Department of Anthropology, University of Indianapolis
Friday All day, Clinch Concourse
The taking of human body parts as trophies is a practice documented in the American Midwest during the Middle and Late Archaic periods. It was particularly common around the Ohio and Green Rivers, and extended south into the Tennessee River valley. Trophy elements included scalps and heads, forelimbs, mandibles, tongues, and ears. Victims of trophy taking exhibit diagnostic patterns of traumata, generally manifest as cut and chop marks adjacent to where elements were removed. The current study sought to determine the extent to which Archaic trophy taking extended west along the Ohio River. Over one hundred adult and subadult skeletons from the Black Earth site in Southern Illinois were closely examined for evidence of trophy taking. All bones were studied and a 10X hand lens was used in instances where taphonomy obscured surface visibility. No evidence of trophy taking was found, though Black Earth is culturally similar to and contemporaneous with trophy sites in Indiana.
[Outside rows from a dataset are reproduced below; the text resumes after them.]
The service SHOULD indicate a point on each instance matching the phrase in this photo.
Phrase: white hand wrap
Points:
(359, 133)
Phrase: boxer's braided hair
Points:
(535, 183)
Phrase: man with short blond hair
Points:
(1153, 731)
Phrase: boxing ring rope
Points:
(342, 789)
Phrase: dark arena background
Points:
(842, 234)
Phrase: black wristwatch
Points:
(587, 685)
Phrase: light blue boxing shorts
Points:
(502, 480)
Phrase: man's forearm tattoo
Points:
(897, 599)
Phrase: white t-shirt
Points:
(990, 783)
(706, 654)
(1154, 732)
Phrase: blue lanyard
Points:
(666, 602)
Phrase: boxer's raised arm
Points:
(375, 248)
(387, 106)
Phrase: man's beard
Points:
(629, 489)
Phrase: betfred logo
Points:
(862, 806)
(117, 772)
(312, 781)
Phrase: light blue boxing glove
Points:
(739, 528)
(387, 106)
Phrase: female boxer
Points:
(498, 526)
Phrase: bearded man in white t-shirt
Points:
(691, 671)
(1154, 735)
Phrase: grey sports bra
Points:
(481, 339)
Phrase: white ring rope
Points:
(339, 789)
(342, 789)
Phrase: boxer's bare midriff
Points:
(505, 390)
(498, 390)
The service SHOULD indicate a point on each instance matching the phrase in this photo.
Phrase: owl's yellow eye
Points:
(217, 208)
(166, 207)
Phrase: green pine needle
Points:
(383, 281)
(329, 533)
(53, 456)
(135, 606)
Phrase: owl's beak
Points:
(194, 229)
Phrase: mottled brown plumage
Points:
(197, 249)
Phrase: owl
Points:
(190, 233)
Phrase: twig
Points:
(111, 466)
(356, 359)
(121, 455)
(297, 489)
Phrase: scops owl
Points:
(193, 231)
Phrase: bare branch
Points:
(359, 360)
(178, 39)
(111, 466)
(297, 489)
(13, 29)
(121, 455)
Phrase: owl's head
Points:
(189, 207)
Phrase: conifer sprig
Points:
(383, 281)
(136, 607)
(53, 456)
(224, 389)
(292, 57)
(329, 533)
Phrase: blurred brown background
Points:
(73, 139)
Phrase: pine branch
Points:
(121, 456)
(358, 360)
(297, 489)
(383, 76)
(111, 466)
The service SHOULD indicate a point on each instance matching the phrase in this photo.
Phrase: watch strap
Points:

The Black Earth finding contradicts evidence from the Ohio and Green Rivers, where trophy taking is found at numerous cemeteries of all sizes (i.e., Indian Knoll, Kentucky n= 800+ and Firehouse site, Indiana, n=5). The Black Earth results indicate that trophy taking, while widespread, was not ubiquitous. It does not sit directly on the Ohio River like its counterparts in Indiana; perhaps this explains why its people were not victimized by trophy taking. In sum, it is clear that trophy taking has a geo-cultural boundary that studies like the current one are helping to define.